A report by JM Financial said the demerger will consolidate Astral’s entire chemicals portfolio under Astral Chemie, including the paints and coatings business, while Astral Limited will primarily focus on plumbing and building materials. Existing Astral shareholders will receive shares of Astral Chemie in a 1:1 ratio, with mirror shareholding. A separate listing is also proposed for the new entity, subject to regulatory and shareholder approvals, which may take at least 12 months.
Post-demerger, the key variables for Astral Chemie will include funding growth plans, improving profitability, and navigating competitive pressures, the report added. Management has guided for Rs 45-50 billion revenue (implying a CAGR of 20–25%) over the next four to five years, with EBITDA margins potentially reaching 14-15% by FY28E.The demerger rationale includes improved management focus across segments, specialisation and targeted growth, efficient capital allocation, value unlocking for shareholders, and more tailored corporate governance with independent board oversight.

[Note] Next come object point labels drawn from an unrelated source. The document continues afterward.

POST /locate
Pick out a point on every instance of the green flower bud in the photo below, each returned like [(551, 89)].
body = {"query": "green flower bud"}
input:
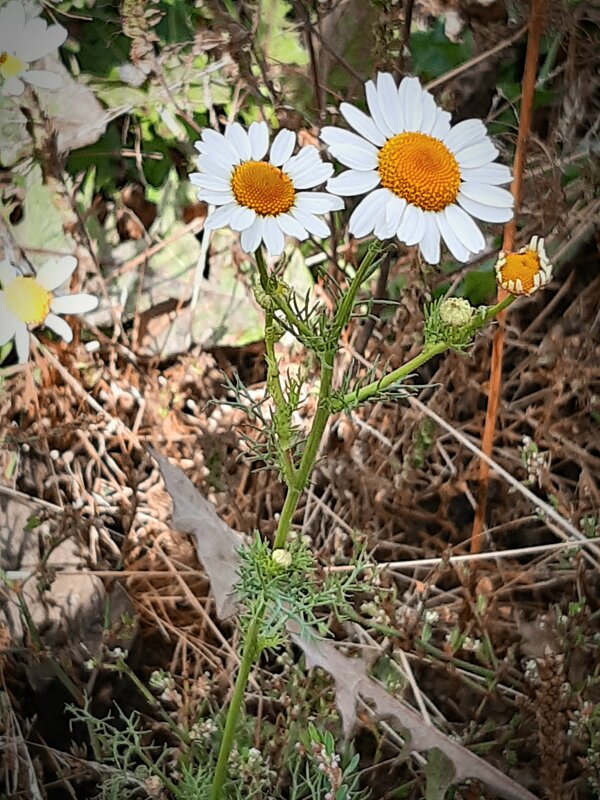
[(281, 557), (456, 312)]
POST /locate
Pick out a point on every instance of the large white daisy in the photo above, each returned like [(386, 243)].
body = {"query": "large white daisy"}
[(27, 301), (265, 200), (426, 179), (21, 42)]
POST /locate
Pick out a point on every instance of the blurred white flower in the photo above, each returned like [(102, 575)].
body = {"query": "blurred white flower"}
[(265, 200), (27, 301), (424, 179), (23, 41)]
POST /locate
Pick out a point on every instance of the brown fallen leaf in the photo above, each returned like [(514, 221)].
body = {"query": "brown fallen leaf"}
[(217, 547), (352, 684), (217, 544)]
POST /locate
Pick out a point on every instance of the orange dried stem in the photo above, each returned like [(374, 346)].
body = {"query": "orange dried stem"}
[(529, 75)]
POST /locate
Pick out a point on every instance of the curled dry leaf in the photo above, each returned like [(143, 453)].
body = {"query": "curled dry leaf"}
[(217, 544), (352, 684)]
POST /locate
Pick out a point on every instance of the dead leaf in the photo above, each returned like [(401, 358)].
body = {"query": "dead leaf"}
[(353, 684), (217, 544)]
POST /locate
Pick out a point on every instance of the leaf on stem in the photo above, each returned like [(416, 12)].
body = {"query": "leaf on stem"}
[(353, 684)]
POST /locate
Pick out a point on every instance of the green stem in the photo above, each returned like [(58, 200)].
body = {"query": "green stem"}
[(281, 417), (248, 655), (370, 389)]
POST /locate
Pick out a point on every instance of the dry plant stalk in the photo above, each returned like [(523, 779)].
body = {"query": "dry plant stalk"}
[(536, 17)]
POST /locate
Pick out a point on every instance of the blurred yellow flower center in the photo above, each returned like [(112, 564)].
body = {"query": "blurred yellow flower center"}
[(10, 66), (420, 169), (521, 266), (27, 300), (263, 188)]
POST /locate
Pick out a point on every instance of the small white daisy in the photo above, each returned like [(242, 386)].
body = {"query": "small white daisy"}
[(265, 200), (21, 42), (525, 271), (426, 179), (27, 301)]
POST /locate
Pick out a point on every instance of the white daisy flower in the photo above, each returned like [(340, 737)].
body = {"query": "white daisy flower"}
[(426, 180), (265, 200), (27, 301), (21, 42)]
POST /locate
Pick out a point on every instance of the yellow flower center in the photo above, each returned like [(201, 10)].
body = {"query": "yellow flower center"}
[(27, 300), (263, 188), (420, 169), (11, 66), (520, 266)]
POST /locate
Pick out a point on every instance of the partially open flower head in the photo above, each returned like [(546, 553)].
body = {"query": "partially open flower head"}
[(264, 200), (425, 179), (23, 41), (28, 301), (526, 271)]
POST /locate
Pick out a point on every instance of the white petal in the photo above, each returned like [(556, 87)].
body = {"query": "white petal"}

The filing further stated that the chemicals business undertaking, along with all related assets and liabilities, will be demerged from Astral Limited and vested into Astral Chemie on a going-concern basis, as outlined in the scheme.

Also Read | SIP share of equity AUM at multi-year high, over 29% in May: Franklin Templeton India MF

The amalgamation of Al-Aziz Plastics Private Limited into Astral Limited, followed by the dissolution of the transferor company, is subject to approval from the National Company Law Tribunal (Ahmedabad Bench), SEBI, the National Stock Exchange of India, BSE, and other statutory and regulatory authorities, as well as approval from respective shareholders and creditors under applicable law.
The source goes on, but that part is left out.